Funny thing … although it is a major problem in today’s world, there isn’t a single mention of it in Scripture. Oh, there is a mention of the opposite problem, but not a whisper regarding low self-esteem. That seems odd.

Paul warns, “I say to every man among you not to think more highly of himself than he ought to think; but to think so as to have sound judgment” (Rom. 12:3). One doesn’t have to search far in Scripture to find out that pride is a problem, that arrogance is a sin, and that thinking more highly of ourselves than we ought is not a good thing. Why is it that we don’t find anything about thinking too lowly of ourselves?

This morning I read this: “For if anyone thinks he is something when he is nothing, he deceives himself” (Gal. 6:3). Now, Paul, that's not kind. How are we going to build up self-esteem if you suggest that people really are nothing? That won't work.

I think we have bought a lie. I think that we've bought a nice-sounding perspective that encourages everyone to think of themselves as good, worthy people. I think that the biblical perspective is more along the lines of David's words in Psa. 22:6 -- “I am a worm and not a man.” And Bildad rightly says “If even the moon has no brightness and the stars are not pure in His sight, how much less man, that maggot, and the son of man, that worm!” (Job 25:5-6). Instead of having intrinsic value, the Bible portrays us as “vessels of wrath prepared for destruction” (Rom. 9:22). Paul quotes the Scriptures as saying:
As it is written, “There is none righteous, not even one;
There is none who understands,
There is none who seeks for God;
All have turned aside, together they have become useless;
There is none who does good, there is not even one” (Rom. 3:10-12).

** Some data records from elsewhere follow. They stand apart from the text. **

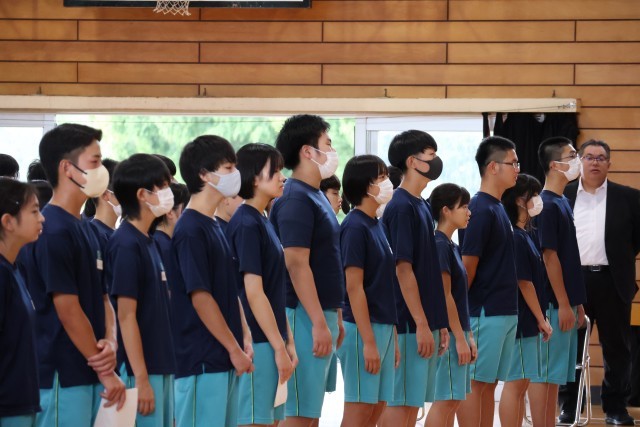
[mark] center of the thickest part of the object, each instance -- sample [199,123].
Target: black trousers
[606,309]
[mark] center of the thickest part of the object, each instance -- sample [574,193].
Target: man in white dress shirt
[607,218]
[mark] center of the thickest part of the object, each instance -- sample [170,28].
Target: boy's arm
[209,313]
[130,331]
[297,261]
[566,317]
[261,309]
[411,295]
[471,265]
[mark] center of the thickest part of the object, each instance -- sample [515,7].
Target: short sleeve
[548,227]
[295,222]
[56,263]
[190,251]
[247,245]
[523,260]
[126,271]
[353,246]
[477,234]
[401,236]
[444,256]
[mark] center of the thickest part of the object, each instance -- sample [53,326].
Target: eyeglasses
[516,165]
[600,159]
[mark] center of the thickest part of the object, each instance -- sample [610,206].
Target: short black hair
[492,148]
[13,196]
[526,186]
[66,141]
[360,172]
[9,166]
[92,204]
[204,154]
[395,175]
[297,131]
[331,183]
[449,195]
[35,172]
[169,163]
[252,158]
[597,143]
[138,171]
[409,143]
[551,149]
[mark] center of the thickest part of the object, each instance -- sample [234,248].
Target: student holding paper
[20,223]
[260,257]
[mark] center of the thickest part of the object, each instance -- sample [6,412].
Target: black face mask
[435,168]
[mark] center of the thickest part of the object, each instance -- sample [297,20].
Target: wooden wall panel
[516,10]
[30,29]
[544,53]
[448,31]
[324,53]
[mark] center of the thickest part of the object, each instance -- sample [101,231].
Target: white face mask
[165,202]
[574,168]
[96,181]
[228,185]
[386,191]
[537,206]
[329,167]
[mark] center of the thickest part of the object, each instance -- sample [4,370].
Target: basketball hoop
[174,7]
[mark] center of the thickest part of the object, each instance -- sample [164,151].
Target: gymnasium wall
[586,49]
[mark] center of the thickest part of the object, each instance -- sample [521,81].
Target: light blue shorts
[18,421]
[415,378]
[495,337]
[453,381]
[307,385]
[207,400]
[558,361]
[69,406]
[257,390]
[162,386]
[359,385]
[525,361]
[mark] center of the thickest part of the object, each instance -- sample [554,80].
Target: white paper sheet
[125,417]
[281,394]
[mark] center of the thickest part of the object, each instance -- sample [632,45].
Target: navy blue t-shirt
[258,251]
[303,218]
[135,270]
[19,391]
[451,262]
[489,236]
[529,267]
[364,245]
[205,263]
[411,235]
[557,231]
[66,259]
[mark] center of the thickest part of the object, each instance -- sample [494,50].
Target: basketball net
[174,7]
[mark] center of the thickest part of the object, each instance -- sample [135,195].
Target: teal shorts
[257,390]
[162,386]
[558,362]
[308,383]
[453,381]
[18,421]
[69,406]
[206,400]
[525,361]
[415,378]
[495,337]
[359,385]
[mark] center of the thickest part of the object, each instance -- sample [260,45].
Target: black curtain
[527,131]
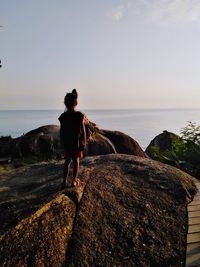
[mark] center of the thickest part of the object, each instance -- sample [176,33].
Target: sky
[116,53]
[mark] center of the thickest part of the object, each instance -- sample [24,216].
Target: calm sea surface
[141,124]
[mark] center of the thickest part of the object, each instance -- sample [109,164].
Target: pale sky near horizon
[117,53]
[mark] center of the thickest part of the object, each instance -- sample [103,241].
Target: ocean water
[141,124]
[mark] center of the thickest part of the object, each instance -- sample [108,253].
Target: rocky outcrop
[123,143]
[45,140]
[129,214]
[40,240]
[163,142]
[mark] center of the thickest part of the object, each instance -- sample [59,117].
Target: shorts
[78,154]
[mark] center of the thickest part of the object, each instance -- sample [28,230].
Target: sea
[141,124]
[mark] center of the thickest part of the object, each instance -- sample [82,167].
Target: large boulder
[163,141]
[123,143]
[45,140]
[129,214]
[40,240]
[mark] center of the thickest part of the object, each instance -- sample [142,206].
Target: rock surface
[45,140]
[163,141]
[123,143]
[132,213]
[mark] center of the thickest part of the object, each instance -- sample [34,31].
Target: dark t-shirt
[70,130]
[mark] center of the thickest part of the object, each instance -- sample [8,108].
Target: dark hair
[70,100]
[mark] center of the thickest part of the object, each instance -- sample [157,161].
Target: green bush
[184,152]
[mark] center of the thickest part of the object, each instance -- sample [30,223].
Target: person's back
[71,130]
[73,137]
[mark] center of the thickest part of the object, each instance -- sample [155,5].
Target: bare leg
[66,172]
[75,171]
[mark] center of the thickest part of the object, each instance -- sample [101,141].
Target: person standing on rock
[73,137]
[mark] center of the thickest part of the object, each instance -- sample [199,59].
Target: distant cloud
[170,11]
[117,13]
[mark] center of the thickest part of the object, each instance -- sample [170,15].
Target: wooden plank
[193,260]
[194,213]
[193,237]
[194,228]
[194,203]
[192,221]
[193,248]
[193,207]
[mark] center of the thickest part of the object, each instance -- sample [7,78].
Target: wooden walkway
[193,237]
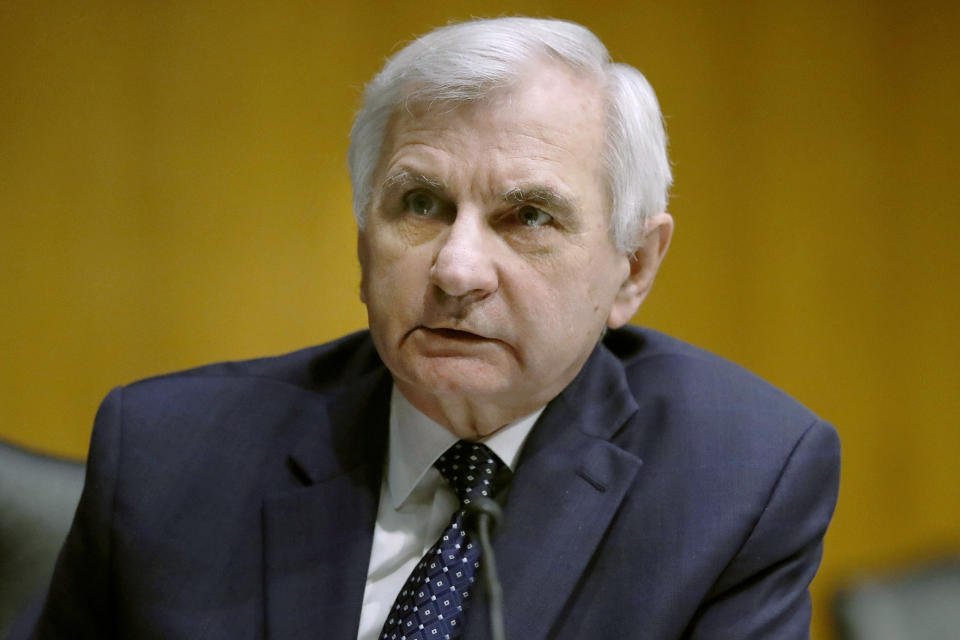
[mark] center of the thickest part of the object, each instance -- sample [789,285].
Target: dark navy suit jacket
[666,493]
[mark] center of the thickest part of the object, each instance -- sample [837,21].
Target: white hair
[468,61]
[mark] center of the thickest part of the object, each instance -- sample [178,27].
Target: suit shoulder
[692,380]
[321,368]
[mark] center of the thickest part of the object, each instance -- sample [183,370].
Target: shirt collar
[416,442]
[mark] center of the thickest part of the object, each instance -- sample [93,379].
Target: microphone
[483,516]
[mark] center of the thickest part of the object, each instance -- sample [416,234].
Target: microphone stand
[488,514]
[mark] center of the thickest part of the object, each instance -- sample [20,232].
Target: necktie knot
[471,469]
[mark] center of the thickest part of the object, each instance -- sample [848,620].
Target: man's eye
[533,217]
[421,203]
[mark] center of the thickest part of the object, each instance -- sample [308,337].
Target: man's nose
[464,265]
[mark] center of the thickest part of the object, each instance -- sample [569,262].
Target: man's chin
[458,375]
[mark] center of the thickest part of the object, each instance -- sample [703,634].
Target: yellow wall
[173,191]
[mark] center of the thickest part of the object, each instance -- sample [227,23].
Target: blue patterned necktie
[433,600]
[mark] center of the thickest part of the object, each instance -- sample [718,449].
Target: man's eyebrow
[542,195]
[405,177]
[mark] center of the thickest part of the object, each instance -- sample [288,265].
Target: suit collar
[317,534]
[568,485]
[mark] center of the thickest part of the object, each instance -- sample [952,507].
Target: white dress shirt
[415,502]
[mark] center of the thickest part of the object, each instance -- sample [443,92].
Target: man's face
[488,269]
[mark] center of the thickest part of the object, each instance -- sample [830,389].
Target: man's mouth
[454,334]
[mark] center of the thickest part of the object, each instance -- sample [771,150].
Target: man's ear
[362,257]
[644,263]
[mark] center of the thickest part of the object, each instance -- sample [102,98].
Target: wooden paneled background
[173,191]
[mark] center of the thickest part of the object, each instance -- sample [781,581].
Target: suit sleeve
[763,592]
[79,601]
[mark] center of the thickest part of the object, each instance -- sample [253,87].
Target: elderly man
[510,189]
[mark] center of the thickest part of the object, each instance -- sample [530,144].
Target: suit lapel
[317,536]
[568,485]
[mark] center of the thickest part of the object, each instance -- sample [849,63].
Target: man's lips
[454,334]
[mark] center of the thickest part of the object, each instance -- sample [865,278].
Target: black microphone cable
[486,513]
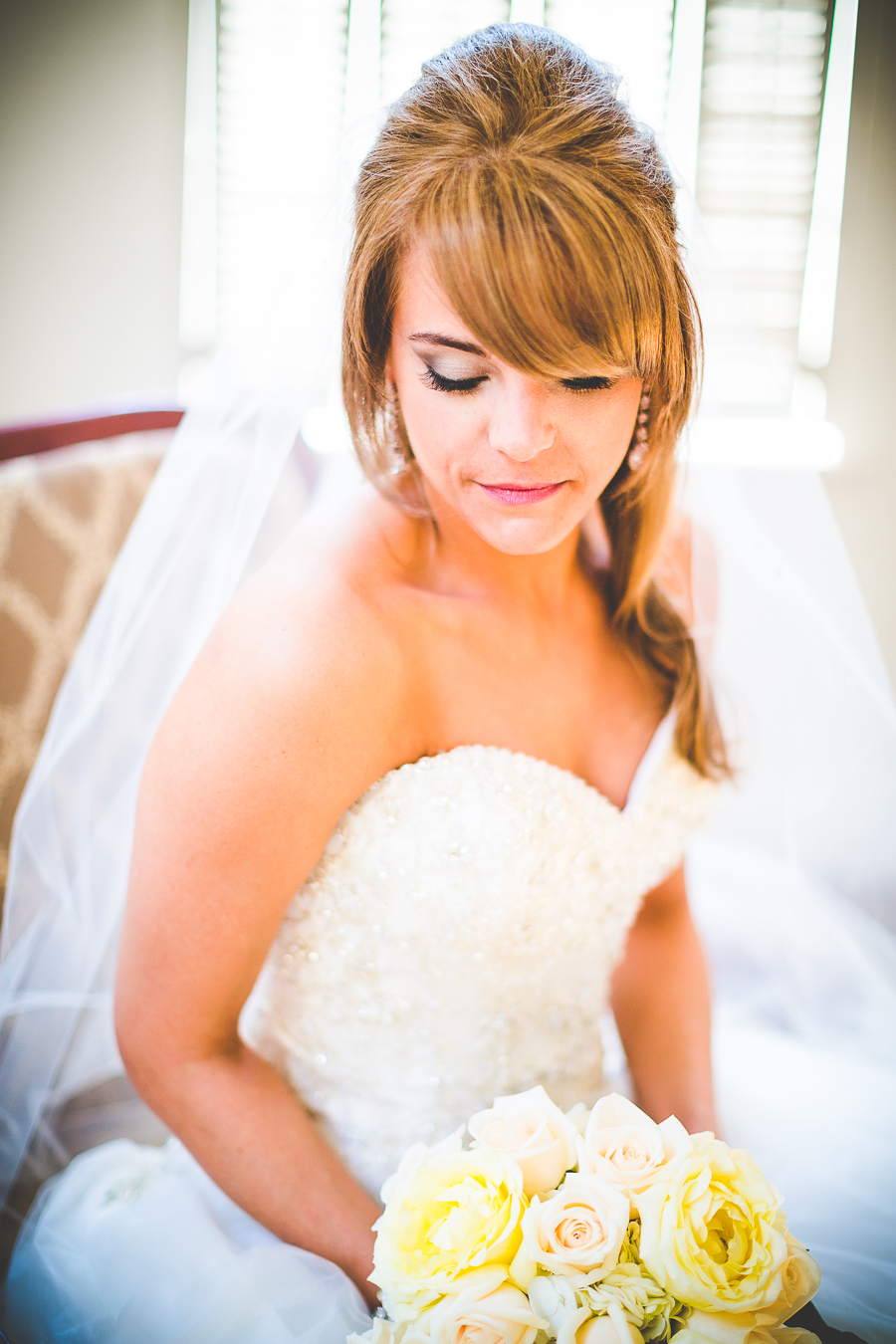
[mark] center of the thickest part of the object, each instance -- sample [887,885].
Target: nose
[520,425]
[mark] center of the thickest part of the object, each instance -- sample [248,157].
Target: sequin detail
[456,943]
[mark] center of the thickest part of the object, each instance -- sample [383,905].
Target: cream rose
[449,1213]
[531,1131]
[711,1232]
[575,1232]
[485,1309]
[603,1329]
[625,1145]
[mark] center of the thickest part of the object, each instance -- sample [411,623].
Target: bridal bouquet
[585,1229]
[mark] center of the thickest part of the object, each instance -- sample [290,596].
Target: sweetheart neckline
[644,775]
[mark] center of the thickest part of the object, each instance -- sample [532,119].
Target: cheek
[442,430]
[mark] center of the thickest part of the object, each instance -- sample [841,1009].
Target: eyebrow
[435,338]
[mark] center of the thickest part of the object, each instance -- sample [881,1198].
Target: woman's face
[519,459]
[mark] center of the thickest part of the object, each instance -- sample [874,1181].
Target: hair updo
[549,214]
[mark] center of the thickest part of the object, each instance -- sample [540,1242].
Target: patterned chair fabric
[64,517]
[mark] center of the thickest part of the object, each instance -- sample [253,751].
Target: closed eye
[587,384]
[452,384]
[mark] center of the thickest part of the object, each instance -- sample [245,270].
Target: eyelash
[452,384]
[464,386]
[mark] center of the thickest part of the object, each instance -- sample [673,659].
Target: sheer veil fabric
[792,880]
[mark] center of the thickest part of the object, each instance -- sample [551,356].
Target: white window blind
[733,87]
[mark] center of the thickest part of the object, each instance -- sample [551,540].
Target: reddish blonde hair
[549,215]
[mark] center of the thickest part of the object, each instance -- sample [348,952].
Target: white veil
[214,496]
[794,880]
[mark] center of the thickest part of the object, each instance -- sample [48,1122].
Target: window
[735,89]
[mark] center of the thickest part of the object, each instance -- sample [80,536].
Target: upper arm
[289,714]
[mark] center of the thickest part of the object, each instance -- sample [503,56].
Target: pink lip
[522,494]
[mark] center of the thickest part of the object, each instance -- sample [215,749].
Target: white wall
[92,99]
[92,105]
[862,369]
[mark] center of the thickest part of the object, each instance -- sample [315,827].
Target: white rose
[485,1309]
[531,1131]
[602,1329]
[625,1145]
[576,1232]
[555,1301]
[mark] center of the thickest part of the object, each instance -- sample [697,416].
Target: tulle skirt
[135,1244]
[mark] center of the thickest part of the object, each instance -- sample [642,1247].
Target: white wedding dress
[453,944]
[456,940]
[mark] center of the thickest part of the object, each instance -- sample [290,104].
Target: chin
[523,535]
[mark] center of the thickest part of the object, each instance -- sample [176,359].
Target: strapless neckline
[457,938]
[642,776]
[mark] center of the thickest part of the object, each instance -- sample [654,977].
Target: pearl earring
[398,454]
[639,448]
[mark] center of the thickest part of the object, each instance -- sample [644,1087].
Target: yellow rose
[799,1279]
[710,1232]
[452,1213]
[777,1335]
[531,1131]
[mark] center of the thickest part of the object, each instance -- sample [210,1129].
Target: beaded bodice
[456,941]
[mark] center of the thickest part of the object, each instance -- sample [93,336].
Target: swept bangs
[547,271]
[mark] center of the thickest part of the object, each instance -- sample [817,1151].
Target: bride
[416,813]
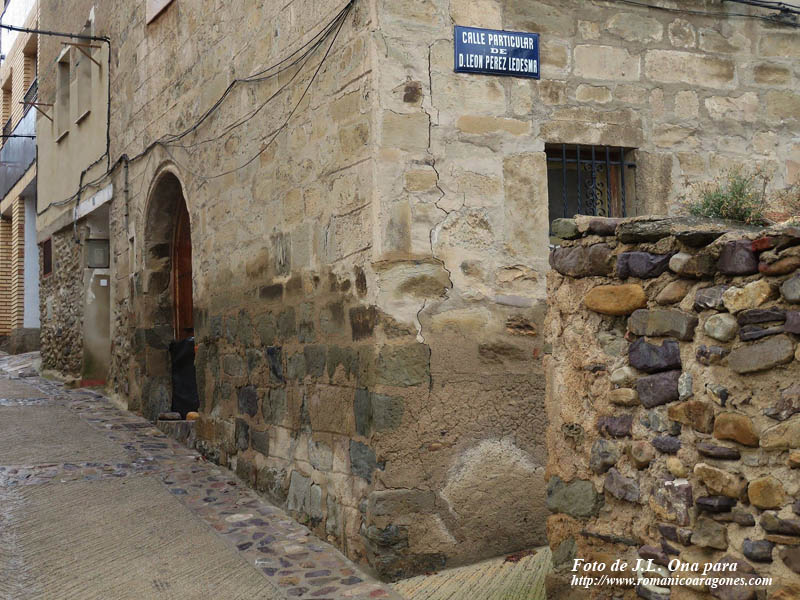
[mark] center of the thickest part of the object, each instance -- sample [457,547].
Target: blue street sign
[496,52]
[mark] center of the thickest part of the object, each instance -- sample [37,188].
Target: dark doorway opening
[182,276]
[167,310]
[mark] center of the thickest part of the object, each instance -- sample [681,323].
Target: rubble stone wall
[674,389]
[61,306]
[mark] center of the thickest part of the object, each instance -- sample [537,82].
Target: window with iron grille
[47,257]
[590,180]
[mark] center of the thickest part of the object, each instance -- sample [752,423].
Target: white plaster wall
[30,317]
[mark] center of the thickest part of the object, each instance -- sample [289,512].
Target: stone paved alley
[95,502]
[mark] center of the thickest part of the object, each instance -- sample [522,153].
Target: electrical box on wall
[97,254]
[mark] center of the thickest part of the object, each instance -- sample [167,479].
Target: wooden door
[182,275]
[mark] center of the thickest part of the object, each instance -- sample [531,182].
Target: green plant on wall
[737,195]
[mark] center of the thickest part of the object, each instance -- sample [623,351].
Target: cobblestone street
[95,502]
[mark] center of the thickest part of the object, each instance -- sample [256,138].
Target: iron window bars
[591,180]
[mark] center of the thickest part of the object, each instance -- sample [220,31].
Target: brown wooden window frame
[590,180]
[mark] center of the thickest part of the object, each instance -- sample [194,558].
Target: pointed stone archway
[165,307]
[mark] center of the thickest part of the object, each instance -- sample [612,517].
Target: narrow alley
[95,502]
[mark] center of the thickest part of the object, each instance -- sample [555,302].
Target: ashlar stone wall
[461,213]
[674,388]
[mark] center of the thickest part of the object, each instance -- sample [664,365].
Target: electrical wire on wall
[298,58]
[788,14]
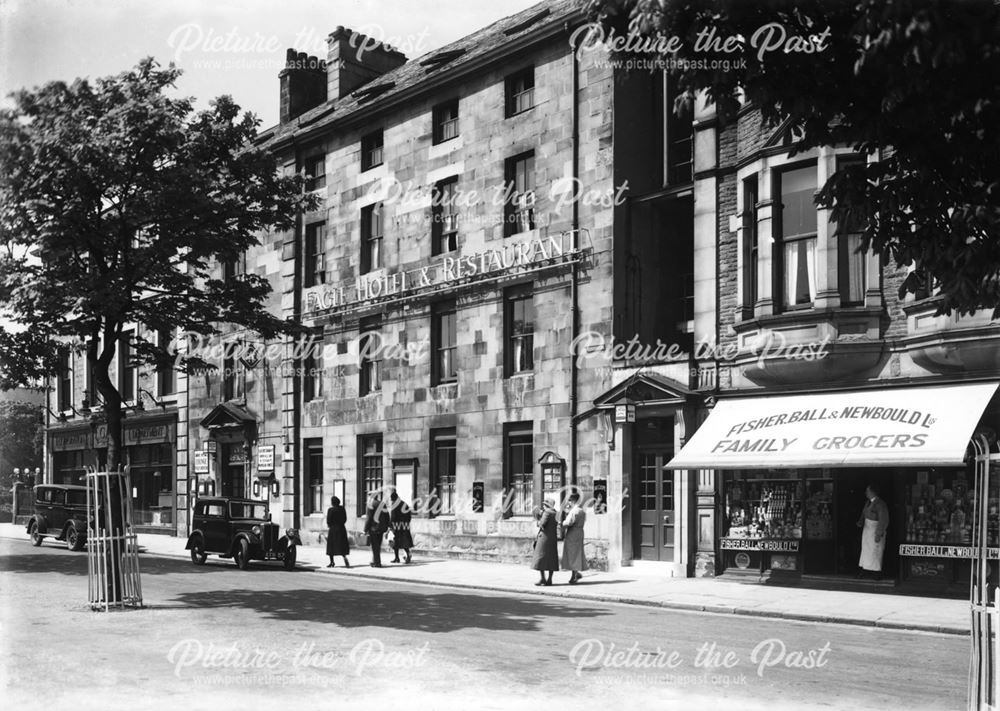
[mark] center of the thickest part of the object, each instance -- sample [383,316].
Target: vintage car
[61,513]
[240,529]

That's quite an indictment. Try to place "you are a good and worthwhile person" over against that, and you'll have a collision of thought. I think the “self-esteem movement” has its origins in someplace other than God's perspective.

Now, this subject is larger than this simple post, so I'll address more of it tomorrow. I simply ask that we consider the possibility that the Bible disagrees with our modern drive for “better self-esteem”. I simply ask that we consider that we generally suffer from the opposite syndrome -- arrogance.